13-2 Biology of the Open Ocean and the Deep Sea The open ocean is the largest habitat on Earth, but life is sparse because of low nutrient concentration and great depth. • In the open ocean, diversity is high but the number of individual per species is low. • The only seaweed in the open ocean sea is Sargassum gulfweed. • The major phytoplankton are diatoms, dinoflagellates and coccolithophores and the major zooplankton are foraminifera and radiolaria. • Diatoms dominate the shallow coasts, but decrease in abundance seaward. • Top predators are mackerel, squid, jellyfish, tuna, porpoise, shark and man.
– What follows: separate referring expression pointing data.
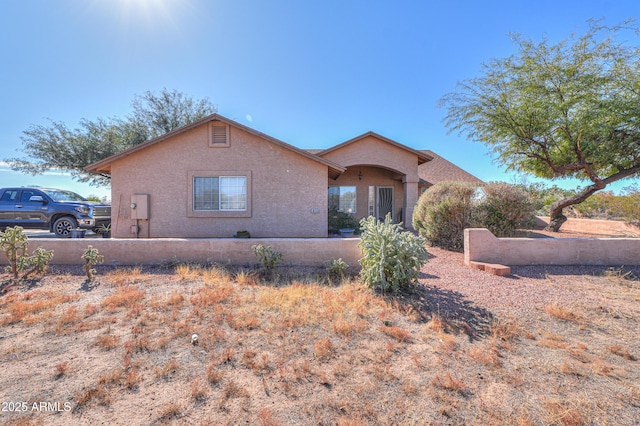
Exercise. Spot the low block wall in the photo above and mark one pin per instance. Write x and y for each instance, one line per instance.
(480, 245)
(118, 251)
(597, 226)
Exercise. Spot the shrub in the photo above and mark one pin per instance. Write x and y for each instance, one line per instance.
(14, 242)
(340, 220)
(392, 258)
(336, 268)
(447, 208)
(267, 256)
(503, 208)
(443, 212)
(91, 257)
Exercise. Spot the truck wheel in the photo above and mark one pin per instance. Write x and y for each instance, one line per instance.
(63, 226)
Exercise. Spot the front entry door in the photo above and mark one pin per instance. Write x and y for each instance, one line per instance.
(384, 202)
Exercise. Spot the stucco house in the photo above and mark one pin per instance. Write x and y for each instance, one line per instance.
(215, 177)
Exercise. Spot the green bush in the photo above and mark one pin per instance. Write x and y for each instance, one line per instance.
(447, 208)
(502, 208)
(14, 242)
(443, 212)
(91, 257)
(392, 258)
(340, 220)
(336, 269)
(267, 256)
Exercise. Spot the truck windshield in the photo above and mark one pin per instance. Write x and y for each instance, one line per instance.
(59, 195)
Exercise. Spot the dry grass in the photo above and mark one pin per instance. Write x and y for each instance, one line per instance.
(301, 352)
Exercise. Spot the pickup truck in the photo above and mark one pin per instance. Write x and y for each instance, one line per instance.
(57, 210)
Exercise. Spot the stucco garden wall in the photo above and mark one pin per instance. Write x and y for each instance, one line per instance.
(480, 245)
(312, 251)
(602, 227)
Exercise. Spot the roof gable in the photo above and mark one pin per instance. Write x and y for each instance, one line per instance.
(422, 156)
(442, 170)
(104, 166)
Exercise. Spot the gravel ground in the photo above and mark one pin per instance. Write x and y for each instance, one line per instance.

13-2 Biology of the Open Ocean and the Deep Sea The biomass on the sea floor tends to decrease with depth faster than it does with distance from shore. • The benthic food chains largely depend upon food from the surface which reaches the bottom. • Characteristics of the benthic organisms include: year-round reproduction, smaller broods, slow growth, and longer life. • Diversity of the benthos is greater than expected because the high predation rate prevents any group from dominating through competitive exclusion (when one group out-competes most others and drives them to extinction).
13-2 Biology of the Open Ocean and the Deep Sea • Four traits common to all abyssal depths are: perpetual darkness., low temperature, high hydrostatic pressure, and sparse food supply. • Rate of bacterial decay is greatly reduced under high hydrostatic pressure. • This means that organic material that settles onto the sea floor remains for a long time before it decays and is thus more likely to be consumed.